Moreover, if peat is used in a combined heat and power (CHP) plant and co-fueled with wood fuels, then the use of wood fuels becomes more efficient. This is because of the different properties of the fuels.
The land area underneath peatland is available for other uses after peat is extracted. Those areas are typically reforested, used for agriculture or rewetted. New vegetation absorbs carbon dioxide and a carbon sink is formed again on the former peatland site.
Life-cycle assessments indicate that peat produced under these principles may be superior to coal from the climate perspective: the carbon dioxide emissions, based on measurements taken at the top of the boiler chimney, are similar, but when you account for peat production areas turning into carbon sinks, the peat’s CO2 emissions lifecycle can be lower than coal’s.

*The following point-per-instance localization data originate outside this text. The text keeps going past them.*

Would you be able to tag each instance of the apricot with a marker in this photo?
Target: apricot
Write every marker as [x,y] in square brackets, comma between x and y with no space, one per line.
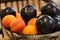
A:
[17,26]
[7,20]
[32,21]
[18,16]
[30,29]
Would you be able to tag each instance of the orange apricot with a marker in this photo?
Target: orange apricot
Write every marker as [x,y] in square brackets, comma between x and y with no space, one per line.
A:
[30,29]
[7,20]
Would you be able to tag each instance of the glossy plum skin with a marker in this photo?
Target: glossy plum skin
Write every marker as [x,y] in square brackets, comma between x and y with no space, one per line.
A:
[45,24]
[57,23]
[7,11]
[50,9]
[28,12]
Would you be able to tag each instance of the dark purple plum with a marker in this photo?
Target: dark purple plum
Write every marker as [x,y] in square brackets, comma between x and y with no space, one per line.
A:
[28,12]
[45,24]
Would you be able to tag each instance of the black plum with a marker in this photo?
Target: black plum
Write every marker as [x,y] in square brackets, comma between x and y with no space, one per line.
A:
[50,9]
[45,24]
[7,11]
[28,12]
[57,23]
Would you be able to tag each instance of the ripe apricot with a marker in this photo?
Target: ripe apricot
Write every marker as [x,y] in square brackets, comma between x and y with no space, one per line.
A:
[17,26]
[18,16]
[30,29]
[32,21]
[7,20]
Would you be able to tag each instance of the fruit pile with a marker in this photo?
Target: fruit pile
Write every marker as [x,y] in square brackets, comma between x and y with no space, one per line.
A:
[27,22]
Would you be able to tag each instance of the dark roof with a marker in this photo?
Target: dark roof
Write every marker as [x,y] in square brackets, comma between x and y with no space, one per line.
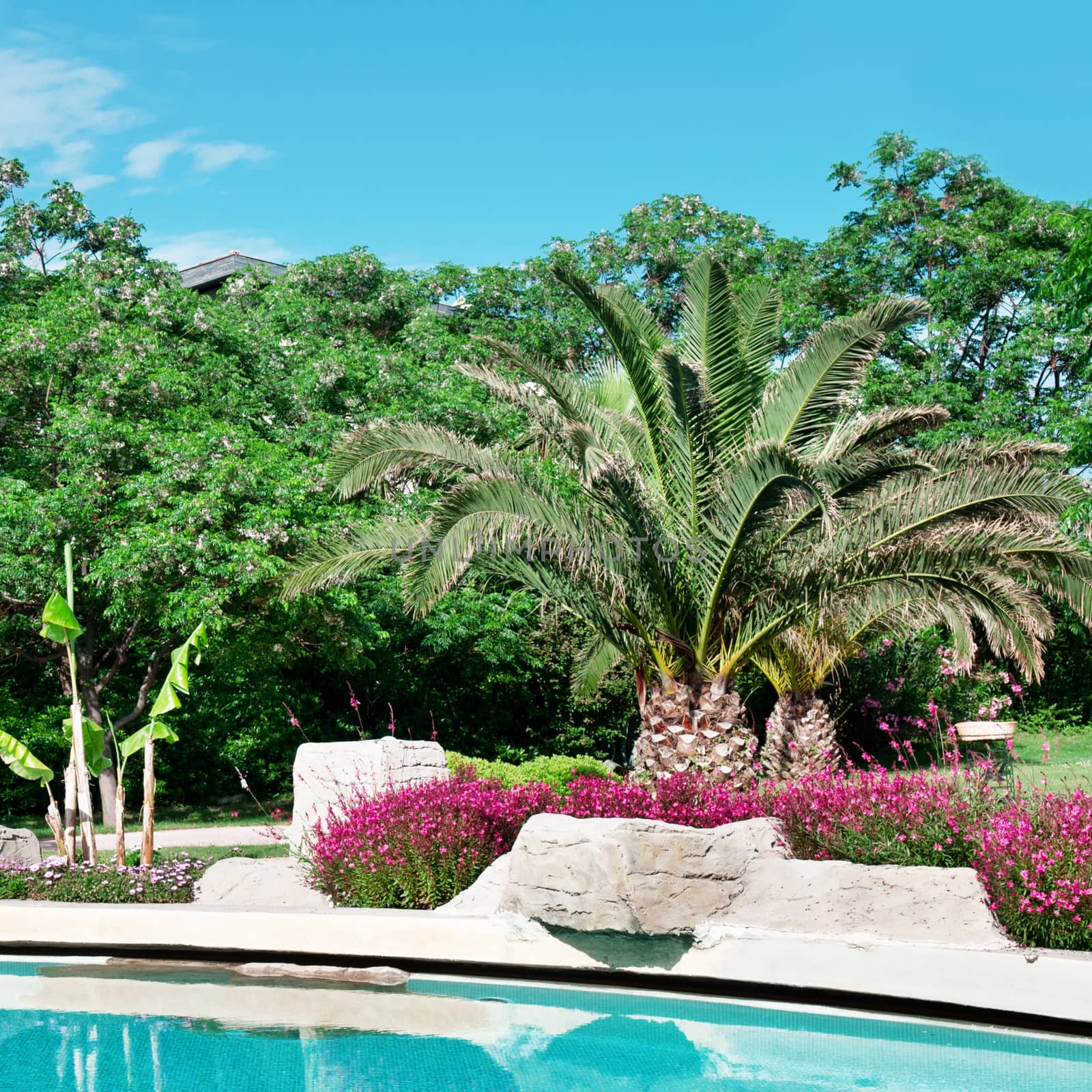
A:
[212,273]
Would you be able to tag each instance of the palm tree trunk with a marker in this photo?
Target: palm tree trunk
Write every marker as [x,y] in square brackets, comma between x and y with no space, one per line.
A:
[800,737]
[693,723]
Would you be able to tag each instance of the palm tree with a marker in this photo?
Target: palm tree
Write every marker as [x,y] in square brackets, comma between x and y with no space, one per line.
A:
[693,505]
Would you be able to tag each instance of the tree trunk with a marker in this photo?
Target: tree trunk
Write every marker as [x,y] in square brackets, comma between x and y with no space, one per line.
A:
[109,779]
[54,822]
[70,811]
[693,724]
[147,811]
[109,795]
[800,737]
[119,826]
[82,786]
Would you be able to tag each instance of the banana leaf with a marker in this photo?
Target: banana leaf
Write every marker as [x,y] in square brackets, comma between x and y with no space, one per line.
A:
[58,622]
[16,756]
[96,753]
[154,730]
[178,678]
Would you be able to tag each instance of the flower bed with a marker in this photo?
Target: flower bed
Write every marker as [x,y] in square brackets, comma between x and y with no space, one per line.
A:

Studies on the subject include the PhD thesis of Dr. Sanni Väisänen, Lappeenranta University of Technology in Finland. According to comparison of the life-cycle greenhouse gas emissions of different energy sources, the climate impact of energy peat extracted from previously dried eutrophic peatland rich in nutrients is 72.7 g CO2-eq/MJ based on a lifecycle analysis (LCA), which contrasts with the combustion emission figure of 107.5. For reference, the LCA value for coal is 111 g CO2-eq/MJ. Swedish studies show even lower results for peat taken from forestry drained peatlands.
Peat extraction is operated under strict environmental licences issued by national environmental authorities. New environmental protection methods are continuously being researched and developed together with environmental authorities, research institutions and universities.